Davaların çoğu bilinçli taksirden açıldı

Yıkılan binalarla ilgili görülen davalarda yargılamalar genellikle bilinçli taksirle yaralama veya ölüme neden olma suçundan görülüyor. Bununla birlikte Kahramanmaraş Barosu Başkanı Av. Muhammed Burak Gül az sayıda dosyada olası kasttan da yargılama yapıldığını söylüyor. Örneğin zemin katında 40 santimetre çapında kolonun kesildiği tespit edilen Ezgi Apartmanı dosyasında yargılama olası kasttan yapılıyor.

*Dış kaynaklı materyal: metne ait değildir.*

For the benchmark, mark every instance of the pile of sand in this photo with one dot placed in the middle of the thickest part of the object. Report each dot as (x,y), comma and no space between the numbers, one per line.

Bir yıldır aranan müteahhit bulundu

Binalarla ilgili haklarında soruşturma başlatılan kişilerin başında müteahhitler geliyor. Pek çok müteahhit depremden hemen sonra kaçmaya çalışırken yakalanmıştı. Son yakalanan isim ise Diyarbakır’da 100 kişiye mezar olan Hisami Apartmanı’nın davasında aranması olan müteahhit Nurettin Özcan’dı. Özcan, Beyoğlu İstiklal Caddesi’nde gözaltına alındı ve 24 Ocak’ta tutuklanarak cezaevine gönderildi. Ancak bazı müteahhitler hâlâ firari.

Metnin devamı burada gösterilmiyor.